吐完后,身体舒服了好多,但胃里感觉还火辣辣的。第二天的早餐是什么也吃不下的,中午的时候女友怕我饿着,泡了一杯麦片给我,我试着喝了下去。可没一会儿,胃里又开始翻江倒海,我连跑厕所都没来得及就吐了。晚上不敢再吃什么了,也没什么胃口,胃在罢工,我不能强加于它。
但毕竟胃里空空如也,很是难受。这时,一碗浓酽的热粥成了我的垂涎之物。记得小时候,我感冒或者吃坏肚子的时候,奶奶的绝招就是煨粥给我吃。只见她拿起砂锅,抓一把大米,粗略洗洗,加一勺水,把砂锅放在柴火灶前的火堆里,不时用汤勺搅拌搅拌。这边厢烧着火煮饭炒菜,等饭菜好了,那一锅煨得白白浓酽的粥也好了。待她热气腾腾的把粥端上桌来,闻到那大米在水中绽放后发出的独特香味,看到水被大米汁液浸润后水乳交融般晶莹发亮的浓稠米汤,我的胃就像得到指令,渴望把它喝下去。喝粥的间隙,不时佐以萝卜干或黄瓜皮,胃口似乎一下就开了。这时的胃,彷如穿皱的衣服,在热粥的熨烫下,妥贴顺服。如此两三次清粥配小吃,让胃休养生息,食欲就能恢复正常,屡试不爽。想想我们的生活也如此吧,声色犬马只不过逞一时之欢,而简单雅致,安静平和的日子,终归才是长久之道。
在对热粥的无限盼望中,煎熬到凌晨三点,终于下了火车。回到家放下行李,第一件事情就是煲粥喝。赶紧拿出平时煲汤用的砂煲,抓一把东北大米洗了洗(东北大米煲出来的粥比丝苗米之类的香甜浓酽),加水放在煤气灶上。先拧大火,看着大米在水中上下翻滚几回后,留一圈小火,让它慢慢地煨。这边厢,洗头发洗澡,也不耽误。待把自己弄得干干净净清清爽爽出来,掀开砂锅盖,一股浓郁的米汤香味扑鼻而来,竟有几分幸福感涌上心头。这时的米和水似乎还没有完全融合,待搅拌几下,汤中有米,米中有汤,粘粘的,稠稠的,再慢火煲那么一会,粥也就好了。

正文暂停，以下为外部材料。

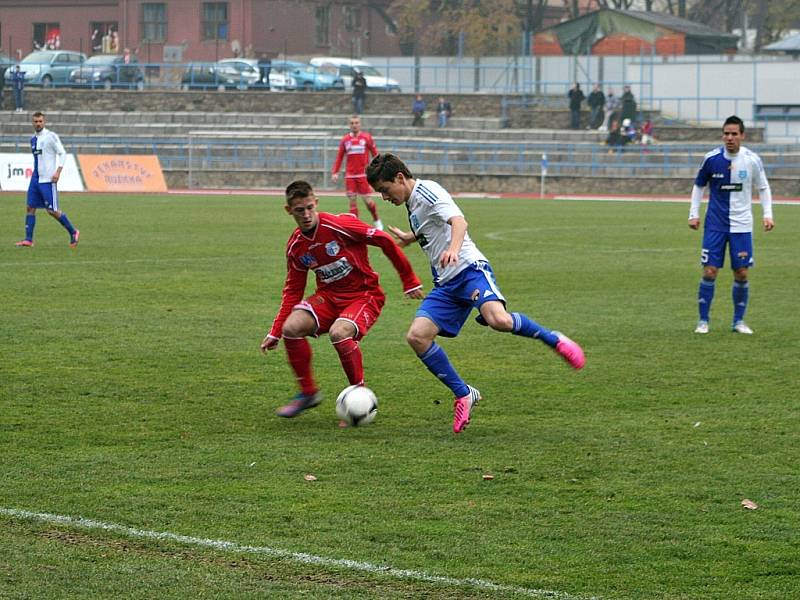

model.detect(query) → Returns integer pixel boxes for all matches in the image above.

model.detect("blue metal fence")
[3,135,795,178]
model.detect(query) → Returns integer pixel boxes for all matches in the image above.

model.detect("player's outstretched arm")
[387,225,416,247]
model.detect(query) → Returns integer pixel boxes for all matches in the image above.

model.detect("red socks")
[282,337,317,395]
[332,337,364,386]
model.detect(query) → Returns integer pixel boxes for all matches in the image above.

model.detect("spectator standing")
[411,95,426,127]
[567,83,585,129]
[11,65,25,112]
[259,57,271,90]
[599,88,619,132]
[587,84,605,129]
[621,85,637,123]
[435,96,452,128]
[352,69,367,114]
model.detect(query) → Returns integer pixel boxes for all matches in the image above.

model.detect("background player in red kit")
[261,180,424,418]
[331,115,383,230]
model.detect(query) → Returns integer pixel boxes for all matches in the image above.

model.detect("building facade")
[0,0,399,62]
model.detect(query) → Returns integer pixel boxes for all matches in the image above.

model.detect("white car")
[215,58,295,90]
[309,57,400,92]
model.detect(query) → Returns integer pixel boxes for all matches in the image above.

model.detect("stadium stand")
[0,90,797,196]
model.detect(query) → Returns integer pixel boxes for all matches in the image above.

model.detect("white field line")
[0,255,256,268]
[0,507,598,600]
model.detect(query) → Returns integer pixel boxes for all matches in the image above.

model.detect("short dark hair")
[366,153,413,188]
[723,115,745,133]
[285,180,314,203]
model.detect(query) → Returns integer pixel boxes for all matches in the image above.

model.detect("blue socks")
[510,312,559,347]
[698,277,715,322]
[732,280,749,323]
[24,214,36,241]
[698,277,749,324]
[418,342,469,399]
[57,212,76,235]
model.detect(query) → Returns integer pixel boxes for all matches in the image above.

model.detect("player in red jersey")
[261,180,424,419]
[331,115,383,230]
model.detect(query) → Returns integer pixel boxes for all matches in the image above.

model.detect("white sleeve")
[754,154,773,220]
[689,185,704,220]
[759,184,773,220]
[52,133,67,168]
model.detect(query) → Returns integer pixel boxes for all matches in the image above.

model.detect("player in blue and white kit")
[366,153,585,433]
[15,112,80,248]
[689,115,774,335]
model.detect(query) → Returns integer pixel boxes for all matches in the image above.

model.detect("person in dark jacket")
[621,85,637,123]
[567,83,585,129]
[587,84,606,129]
[411,95,426,127]
[352,69,367,114]
[12,65,25,112]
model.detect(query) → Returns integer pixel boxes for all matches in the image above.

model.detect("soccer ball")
[335,385,378,426]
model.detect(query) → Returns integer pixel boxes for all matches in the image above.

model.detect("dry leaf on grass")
[304,474,317,482]
[741,498,758,510]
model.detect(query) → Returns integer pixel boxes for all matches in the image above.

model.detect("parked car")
[271,60,344,91]
[180,59,294,90]
[4,50,86,87]
[309,57,401,92]
[68,54,144,89]
[0,53,12,85]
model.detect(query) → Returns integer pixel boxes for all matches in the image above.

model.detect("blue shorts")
[701,230,753,270]
[27,179,60,211]
[416,260,506,338]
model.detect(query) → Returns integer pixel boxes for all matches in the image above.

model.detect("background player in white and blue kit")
[689,115,773,335]
[14,112,80,248]
[367,153,585,433]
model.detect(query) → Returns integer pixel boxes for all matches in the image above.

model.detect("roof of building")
[763,32,800,53]
[543,9,738,55]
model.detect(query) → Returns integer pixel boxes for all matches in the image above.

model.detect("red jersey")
[269,212,421,339]
[331,131,378,178]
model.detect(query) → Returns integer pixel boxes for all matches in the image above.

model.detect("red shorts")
[296,291,385,340]
[345,176,373,196]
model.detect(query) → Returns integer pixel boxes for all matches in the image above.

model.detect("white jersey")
[691,145,772,233]
[31,127,66,183]
[407,179,487,285]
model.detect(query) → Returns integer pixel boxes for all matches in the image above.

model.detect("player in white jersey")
[366,153,585,433]
[689,115,774,335]
[15,112,80,248]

我盛上一碗,打开一包涪陵榨菜装在小蝶,坐在餐桌前,慢慢地吃起来。一口口清粥如一双女人温柔的手抚慰着饿了多时的胃,慢慢地不再灼烧难耐,不再空洞无物。喝完粥,天已有些微亮,我拉紧窗帘,倒头便睡,一觉睡到中午才醒来,继续喝粥吃榨菜。到了晚上,有些饥肠辘辘,感觉大鱼大肉已不在话下。于是,去老妈家大快朵颐了一顿,之后再无不适感。一碗清粥胜药物,拯救了我的胃。
我想,其实当我下了火车,踏上这个生活了二十多年的城市,呼吸到这熟悉的温暖空气,我的身体已然在悄悄发生变化。当一掬东江水煲出来的清粥喝下去,我的胃定然已分辨出这方水土的味道,顿感舒适和熨帖。
每个人都渴望此生能够找到一处安放身体和灵魂的地方,在那里蓄养情感,安身立命。也许这里并不是故乡,看不到儿时的风景,吃不到儿时的食物,见不到儿时的伙伴,但这里却胜似故乡。有人说爱上一座城如爱上一个人,不需要任何理由,没有前因,无关风月,就是爱了。这座南方的美丽小城盛载着我的欢笑和泪水,荣辱和梦想,有着最美好最温暖的记忆。对于它,我不仅爱,还深爱。能守着我喜欢的城,依偎着相爱的人在这里安然终老,这又是何等幸事啊!